Luego se le apareció a Santiago, más tarde a todos los apóstoles, y en último
término se me apareció también a mí…” (1Co. 15, 3-8).
Lucas
cuenta cómo Jesús acompañó a unos discípulos cuando se dirigían a Emaús (Lc. 24,
13-15) y que también se le apareció a Simón Pedro (Lc. 24 33-34), y
Juan dice que se manifestó a un grupo de discípulos junto al mar de Tiberíades,
entre ellos Simón Pedro y Tomás (Jn. 21, 2-1). Pero las apariciones
de Jesús no se limitan a dejarse ver en un lugar y en un momento específicos,
sino que suceden también en sitios públicos: en el huerto donde está el
sepulcro, en el camino de Emaús, en el Cenáculo, a orillas del lago de
Genezaret, sobre un cerro de Galilea. Asimismo Jesús interactúa con sus
discípulos de las maneras más extraordinarias. Marcos recuerda que se les
apareció a los once “y les echó en cara su incredulidad, al no haber creído a
quienes le habían visto” (Mc. 16, 14), y Lucas dice que comió
pescado asado con sus discípulos (Lc. 24, 41-42). A Tomás, que
había dudado, le pide que toque con sus propias manos sus heridas, para que no
sea “incrédulo sino creyente” (Jn. 20, 24-29). Según los Hechos
de los apóstoles, Jesús siguió apareciéndose a sus discípulos durante
cuarenta días (Hc. 1, 3) y Lucas describe su ascenso al cielo desde
un lugar de Betania (Lc. 24, 50-51).
Según
las Escrituras, Jesús no fue el único en resucitar ni el primero. También Elías
clamó a Dios para que resucitara al hijo de la viuda de Sarepta (1Re. 17),
el mismo Jesús resucitó a Lázaro (Jn. 11, 38-44) y después Pablo
resucitó al niño Eutico, que había muerto al caer de un tercer piso (Hc. 20,
9-12). Sin embargo, todos ellos revivieron para volver a morir. Tampoco la
Resurrección es el único milagro que obra Jesús, pero entre todos es el milagro,
que había sido anunciado en el Antiguo Testamento (Dn. 12, 1; Is. 26,
19; Ez. 37, 1-14; 2Mac. 7, 9), que Él mismo
anunció en repetidas ocasiones (Lc. 18, 34; Jn. 2,
19-22) y cuya historicidad es cuidadosamente reivindicada desde los primeros
momentos del cristianismo. De este interés dan cuenta los Hechos de los
Apóstoles, donde se cuenta cómo Pedro y Juan fueron encarcelados por
anunciar la noticia. Los sacerdotes los amenazaron para que no la siguieran
divulgando, pero ellos replicaron que “no podían dejar de decir lo que habían
visto y oído” (Hc. 4, 1-22).
Que
los apóstoles fueron conscientes desde el primer momento de la importancia
fundamental de este hecho lo dice también Lucas, quien afirma que “los
apóstoles daban testimonio con gran poder de la resurrección del Señor Jesús” (Hc. 4,
33), y Pablo, quizás el principal constructor de la doctrina, escribió apenas
dos décadas después: “si se predica que Cristo ha resucitado entre los muertos,
¿cómo andan diciendo algunos de ustedes que no existe la resurrección de los
muertos? Si no existe la resurrección de los muertos, tampoco Cristo resucitó.

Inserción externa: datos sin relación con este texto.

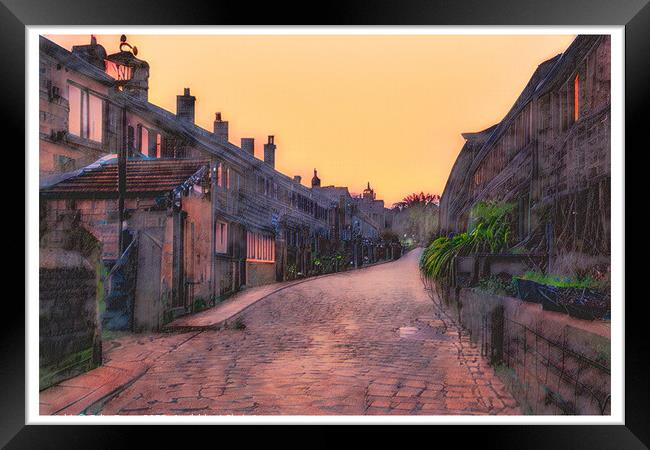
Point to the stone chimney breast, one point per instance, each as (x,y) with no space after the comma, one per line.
(248,145)
(269,151)
(220,128)
(185,106)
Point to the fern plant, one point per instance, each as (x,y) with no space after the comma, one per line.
(490,231)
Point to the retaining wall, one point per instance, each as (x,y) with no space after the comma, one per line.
(553,363)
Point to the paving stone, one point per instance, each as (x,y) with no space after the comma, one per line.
(325,346)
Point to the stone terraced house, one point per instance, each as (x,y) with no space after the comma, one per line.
(550,156)
(216,216)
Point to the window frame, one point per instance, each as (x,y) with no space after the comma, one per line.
(221,237)
(85,113)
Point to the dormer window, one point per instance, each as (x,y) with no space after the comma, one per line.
(85,114)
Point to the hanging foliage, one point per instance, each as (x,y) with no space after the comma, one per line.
(490,231)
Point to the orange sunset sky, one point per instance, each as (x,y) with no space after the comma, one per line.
(384,109)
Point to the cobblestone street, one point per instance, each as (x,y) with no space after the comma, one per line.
(360,342)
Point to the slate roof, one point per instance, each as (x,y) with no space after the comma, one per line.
(74,62)
(144,178)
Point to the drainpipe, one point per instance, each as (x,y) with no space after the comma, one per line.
(213,223)
(121,183)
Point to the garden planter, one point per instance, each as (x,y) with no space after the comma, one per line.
(527,290)
(586,304)
(550,297)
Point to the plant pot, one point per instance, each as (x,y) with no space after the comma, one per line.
(586,304)
(550,298)
(527,290)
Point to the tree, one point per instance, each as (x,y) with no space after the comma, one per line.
(418,200)
(416,217)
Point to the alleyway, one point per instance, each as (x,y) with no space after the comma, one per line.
(361,342)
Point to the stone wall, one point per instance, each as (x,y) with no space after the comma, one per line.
(259,273)
(69,333)
(552,363)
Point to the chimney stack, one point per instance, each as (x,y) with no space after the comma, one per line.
(185,106)
(220,128)
(269,152)
(248,145)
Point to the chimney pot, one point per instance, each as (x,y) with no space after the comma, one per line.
(269,152)
(185,106)
(220,128)
(248,145)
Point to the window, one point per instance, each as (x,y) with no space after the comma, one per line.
(144,139)
(74,115)
(221,240)
(85,114)
(130,139)
(63,163)
(259,247)
(576,98)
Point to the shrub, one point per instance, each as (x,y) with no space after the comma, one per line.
(497,285)
(489,231)
(586,282)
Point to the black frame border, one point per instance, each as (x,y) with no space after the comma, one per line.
(634,15)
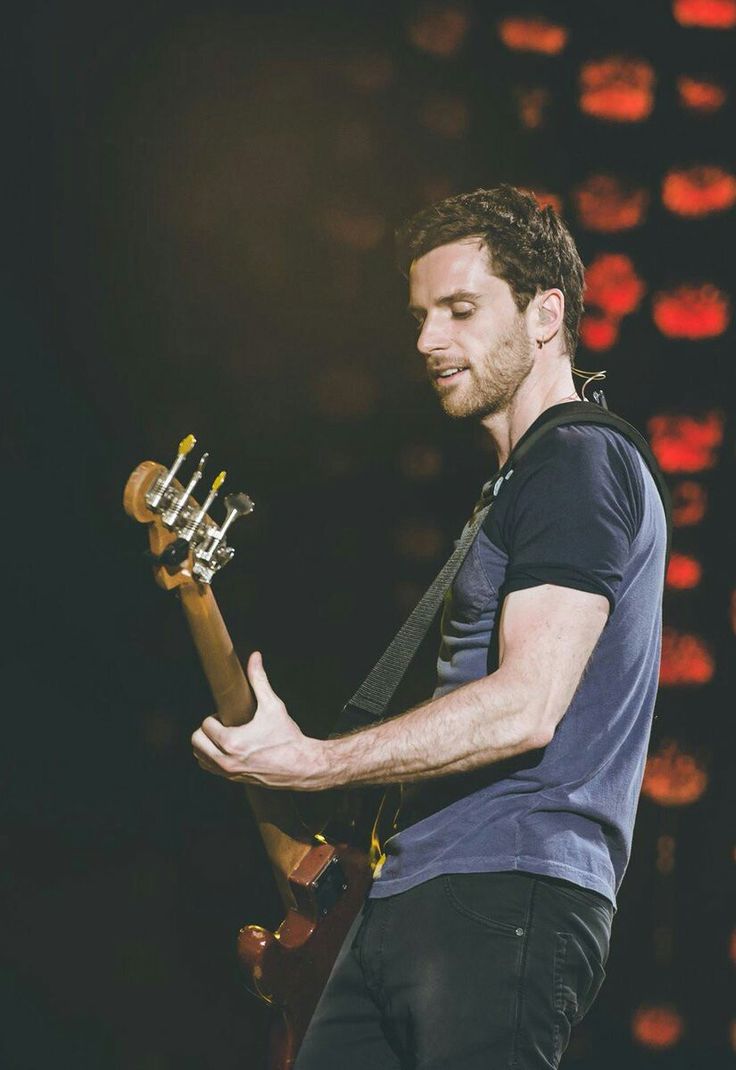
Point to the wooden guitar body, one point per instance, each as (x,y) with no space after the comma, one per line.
(289,968)
(322,885)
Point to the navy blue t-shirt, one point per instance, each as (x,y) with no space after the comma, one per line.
(581,510)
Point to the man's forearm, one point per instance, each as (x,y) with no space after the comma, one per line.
(481,722)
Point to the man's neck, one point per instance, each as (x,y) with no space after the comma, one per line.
(532,398)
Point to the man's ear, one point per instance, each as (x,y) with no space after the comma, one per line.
(550,315)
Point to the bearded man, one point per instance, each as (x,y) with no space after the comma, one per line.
(486,931)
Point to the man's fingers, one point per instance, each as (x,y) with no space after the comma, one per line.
(259,681)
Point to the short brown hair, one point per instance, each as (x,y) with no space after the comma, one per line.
(529,246)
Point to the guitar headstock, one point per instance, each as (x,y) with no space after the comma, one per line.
(185,544)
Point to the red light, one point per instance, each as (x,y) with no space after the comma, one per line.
(699,190)
(440,30)
(672,777)
(687,660)
(686,443)
(707,14)
(700,94)
(598,332)
(612,284)
(606,204)
(689,503)
(533,35)
(691,311)
(617,88)
(684,571)
(658,1027)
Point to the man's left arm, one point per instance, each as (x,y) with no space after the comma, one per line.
(547,636)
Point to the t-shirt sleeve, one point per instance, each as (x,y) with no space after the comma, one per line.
(576,509)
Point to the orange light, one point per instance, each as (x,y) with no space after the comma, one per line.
(440,30)
(689,503)
(619,89)
(701,94)
(672,777)
(606,204)
(598,332)
(707,14)
(686,443)
(687,660)
(533,104)
(657,1026)
(684,571)
(533,35)
(699,190)
(613,285)
(691,311)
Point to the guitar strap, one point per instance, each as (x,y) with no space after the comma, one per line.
(372,698)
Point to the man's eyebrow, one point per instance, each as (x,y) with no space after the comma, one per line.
(449,300)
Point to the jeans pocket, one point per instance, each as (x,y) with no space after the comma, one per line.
(481,898)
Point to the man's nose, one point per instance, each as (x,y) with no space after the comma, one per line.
(432,337)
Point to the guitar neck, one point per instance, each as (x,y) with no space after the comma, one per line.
(285,836)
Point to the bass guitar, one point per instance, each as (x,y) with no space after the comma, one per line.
(322,884)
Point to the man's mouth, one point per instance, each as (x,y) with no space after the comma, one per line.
(448,375)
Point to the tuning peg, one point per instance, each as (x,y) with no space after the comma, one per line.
(185,447)
(169,517)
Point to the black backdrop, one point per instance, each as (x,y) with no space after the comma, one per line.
(202,222)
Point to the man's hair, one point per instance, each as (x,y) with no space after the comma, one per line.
(529,246)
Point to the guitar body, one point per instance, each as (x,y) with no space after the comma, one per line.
(289,968)
(322,885)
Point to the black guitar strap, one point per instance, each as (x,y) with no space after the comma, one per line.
(373,696)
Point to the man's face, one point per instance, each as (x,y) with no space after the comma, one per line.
(473,337)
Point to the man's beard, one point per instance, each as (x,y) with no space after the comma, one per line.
(492,384)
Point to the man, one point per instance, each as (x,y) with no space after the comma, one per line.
(486,932)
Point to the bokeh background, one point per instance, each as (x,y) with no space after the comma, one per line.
(202,219)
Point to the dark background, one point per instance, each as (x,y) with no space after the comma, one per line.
(201,217)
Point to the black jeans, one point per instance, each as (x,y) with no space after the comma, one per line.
(461,973)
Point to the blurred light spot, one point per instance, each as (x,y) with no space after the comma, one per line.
(691,311)
(701,94)
(346,393)
(532,104)
(369,73)
(533,35)
(606,204)
(687,660)
(686,443)
(418,541)
(445,116)
(613,285)
(665,856)
(618,89)
(358,228)
(708,14)
(695,192)
(689,503)
(673,777)
(420,461)
(440,30)
(598,332)
(657,1026)
(684,571)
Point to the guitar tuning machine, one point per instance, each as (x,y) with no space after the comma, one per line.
(196,533)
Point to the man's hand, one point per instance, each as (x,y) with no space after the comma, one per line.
(271,750)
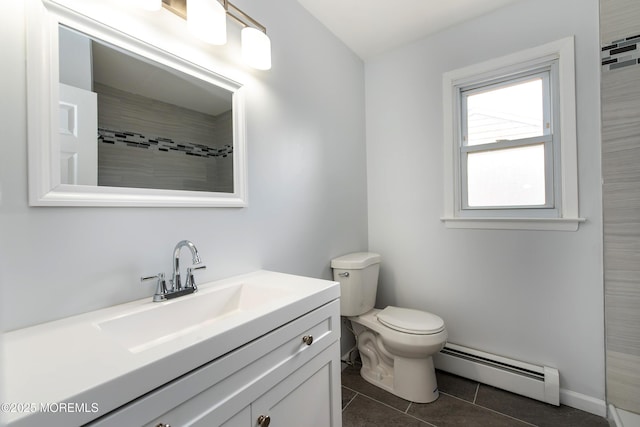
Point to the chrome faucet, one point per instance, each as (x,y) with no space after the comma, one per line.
(176,289)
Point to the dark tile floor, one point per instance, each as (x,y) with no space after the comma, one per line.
(462,402)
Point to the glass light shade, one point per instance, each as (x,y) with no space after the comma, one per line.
(256,48)
(149,4)
(207,20)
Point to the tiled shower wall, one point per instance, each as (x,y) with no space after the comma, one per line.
(620,96)
(145,143)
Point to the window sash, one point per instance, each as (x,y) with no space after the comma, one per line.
(546,141)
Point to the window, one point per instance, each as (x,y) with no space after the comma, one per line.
(510,147)
(507,143)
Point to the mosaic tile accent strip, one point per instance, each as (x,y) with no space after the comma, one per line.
(621,53)
(137,140)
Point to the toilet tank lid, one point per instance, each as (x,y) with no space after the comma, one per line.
(355,261)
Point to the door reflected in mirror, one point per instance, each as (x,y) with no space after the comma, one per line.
(126,121)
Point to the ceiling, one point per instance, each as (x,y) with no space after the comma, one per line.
(370,27)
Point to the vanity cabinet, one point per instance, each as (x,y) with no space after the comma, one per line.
(288,377)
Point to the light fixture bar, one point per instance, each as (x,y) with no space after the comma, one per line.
(228,5)
(179,7)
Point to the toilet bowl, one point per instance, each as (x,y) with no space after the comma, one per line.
(395,344)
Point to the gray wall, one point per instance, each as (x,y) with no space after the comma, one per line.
(307,183)
(529,295)
(621,173)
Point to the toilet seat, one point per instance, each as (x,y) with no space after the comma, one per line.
(410,321)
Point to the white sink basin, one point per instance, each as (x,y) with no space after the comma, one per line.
(116,354)
(157,323)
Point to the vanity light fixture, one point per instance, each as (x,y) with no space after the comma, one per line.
(206,19)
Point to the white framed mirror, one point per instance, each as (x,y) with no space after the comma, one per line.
(114,120)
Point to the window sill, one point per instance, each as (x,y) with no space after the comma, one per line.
(545,224)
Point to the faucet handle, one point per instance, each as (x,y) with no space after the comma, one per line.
(191,281)
(161,288)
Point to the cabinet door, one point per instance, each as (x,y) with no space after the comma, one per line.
(308,397)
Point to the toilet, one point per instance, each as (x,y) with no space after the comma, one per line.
(395,344)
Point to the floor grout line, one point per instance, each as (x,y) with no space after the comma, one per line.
(352,399)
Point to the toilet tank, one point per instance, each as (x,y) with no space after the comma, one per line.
(358,277)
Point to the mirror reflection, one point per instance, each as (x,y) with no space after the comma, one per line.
(126,121)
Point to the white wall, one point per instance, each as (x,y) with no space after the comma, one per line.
(307,183)
(530,295)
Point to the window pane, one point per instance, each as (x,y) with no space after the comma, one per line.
(508,112)
(506,177)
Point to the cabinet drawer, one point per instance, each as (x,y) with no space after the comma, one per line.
(222,388)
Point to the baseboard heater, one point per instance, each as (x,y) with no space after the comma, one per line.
(537,382)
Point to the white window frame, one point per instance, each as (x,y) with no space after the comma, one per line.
(561,213)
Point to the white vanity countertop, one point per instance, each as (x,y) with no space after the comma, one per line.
(71,371)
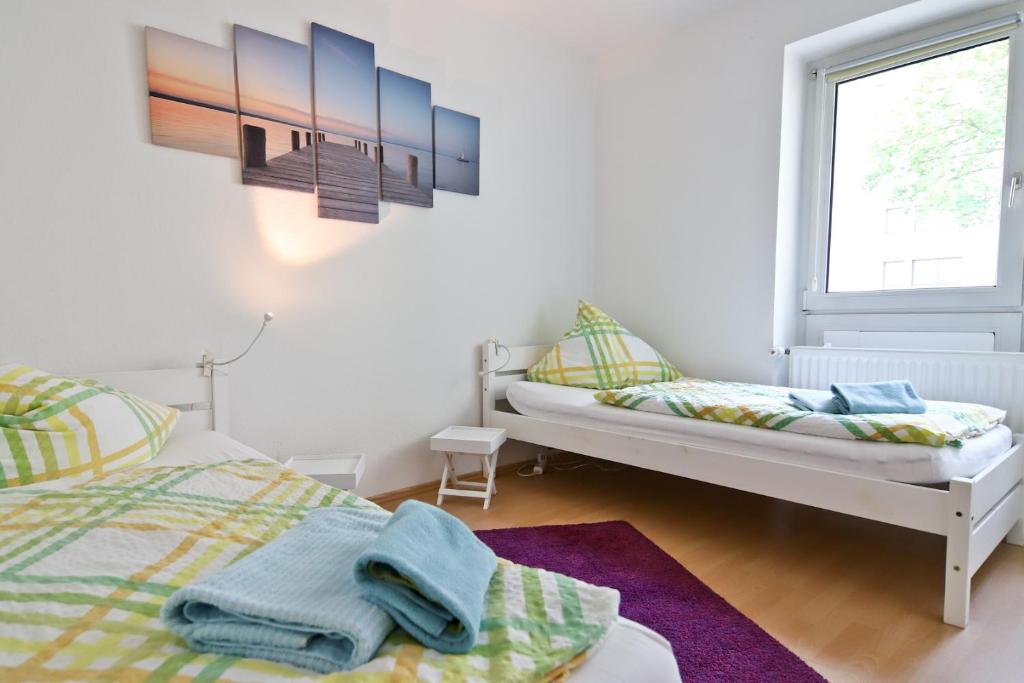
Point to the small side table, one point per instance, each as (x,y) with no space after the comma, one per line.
(339,470)
(480,441)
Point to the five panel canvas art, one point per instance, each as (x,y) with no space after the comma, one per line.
(336,125)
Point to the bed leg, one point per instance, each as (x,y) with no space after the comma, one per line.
(1016,535)
(956,605)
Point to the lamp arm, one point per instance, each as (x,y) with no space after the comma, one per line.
(208,364)
(248,348)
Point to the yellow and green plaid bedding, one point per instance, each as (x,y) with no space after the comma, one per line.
(769,408)
(600,353)
(57,427)
(84,571)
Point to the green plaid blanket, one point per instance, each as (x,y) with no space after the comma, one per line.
(84,571)
(769,408)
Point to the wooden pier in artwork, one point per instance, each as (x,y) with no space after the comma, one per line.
(347,180)
(347,184)
(291,171)
(401,186)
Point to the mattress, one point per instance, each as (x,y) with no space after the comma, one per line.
(629,651)
(909,463)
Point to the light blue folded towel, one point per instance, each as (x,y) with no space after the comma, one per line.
(866,397)
(293,600)
(430,572)
(814,400)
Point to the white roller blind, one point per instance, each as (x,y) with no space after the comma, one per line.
(915,52)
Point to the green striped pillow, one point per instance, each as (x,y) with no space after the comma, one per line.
(56,427)
(600,353)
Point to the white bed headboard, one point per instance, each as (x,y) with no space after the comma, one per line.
(513,367)
(203,400)
(991,378)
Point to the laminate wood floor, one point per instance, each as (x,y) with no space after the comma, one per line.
(856,599)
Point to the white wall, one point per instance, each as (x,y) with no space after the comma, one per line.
(688,197)
(119,254)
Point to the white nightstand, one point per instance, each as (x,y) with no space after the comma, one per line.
(480,441)
(340,470)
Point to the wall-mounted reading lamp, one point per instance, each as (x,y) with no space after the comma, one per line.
(208,364)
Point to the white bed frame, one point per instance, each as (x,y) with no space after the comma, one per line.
(975,514)
(202,398)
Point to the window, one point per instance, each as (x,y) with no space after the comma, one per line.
(919,148)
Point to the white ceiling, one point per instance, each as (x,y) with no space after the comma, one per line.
(594,27)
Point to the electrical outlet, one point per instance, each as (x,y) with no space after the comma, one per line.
(542,462)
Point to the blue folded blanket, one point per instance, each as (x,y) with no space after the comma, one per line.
(814,400)
(293,600)
(430,573)
(896,396)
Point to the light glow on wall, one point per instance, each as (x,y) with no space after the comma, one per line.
(291,232)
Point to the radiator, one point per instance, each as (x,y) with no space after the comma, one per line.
(976,377)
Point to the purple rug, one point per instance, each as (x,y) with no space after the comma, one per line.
(713,642)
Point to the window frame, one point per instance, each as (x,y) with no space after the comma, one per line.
(1010,285)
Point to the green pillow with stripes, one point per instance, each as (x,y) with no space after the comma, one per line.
(58,427)
(600,353)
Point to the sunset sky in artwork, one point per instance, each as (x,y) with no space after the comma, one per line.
(184,68)
(344,83)
(273,77)
(404,107)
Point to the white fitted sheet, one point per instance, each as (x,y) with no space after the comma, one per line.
(629,652)
(909,463)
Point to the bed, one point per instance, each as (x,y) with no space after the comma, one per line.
(973,495)
(59,626)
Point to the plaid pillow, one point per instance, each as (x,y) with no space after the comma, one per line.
(55,427)
(600,353)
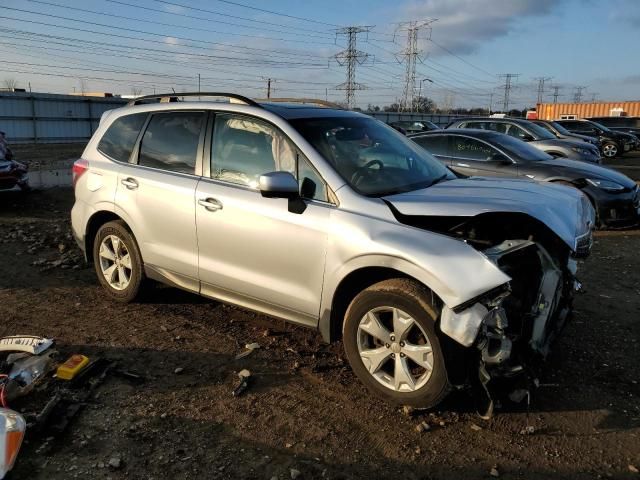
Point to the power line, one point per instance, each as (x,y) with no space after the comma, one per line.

Y si no resucitó Cristo, vacía es nuestra predicación y también vacía es
nuestra fe” (1Co. 15, 12-14).
El
misterio de la muerte y resurrección de Cristo continuó siendo el tema central
de las reflexiones de los primeros Padres de la Iglesia. Ya desde el siglo I,
Ignacio de Antioquía, en su Carta a los tralianos, se
esforzaba por defender la historicidad de la resurrección de Jesús, al tiempo
que Policarpo de Esmirna viajaba a Roma para hallar, junto con el papa Aniceto,
la fecha adecuada para celebrar la Pascua de Resurrección. Un siglo después,
Justino Mártir defenderá, desde la filosofía, la idea de la resurrección de los
muertos. Será en el 325, en el Primer Concilio de Nicea, cuando la doctrina de
la resurrección se convierta en dogma, al ser incluido en el llamado Credo
niceno, que define los dogmas de la fe cristiana: “… que por nosotros
los hombres y por nuestra salvación bajó, se encarnó y se hizo hombre, padeció
y resucitó al tercer día, y subió al cielo…”. Este credo fue adoptado y
ampliado por el Concilio de Constantinopla en el año 381.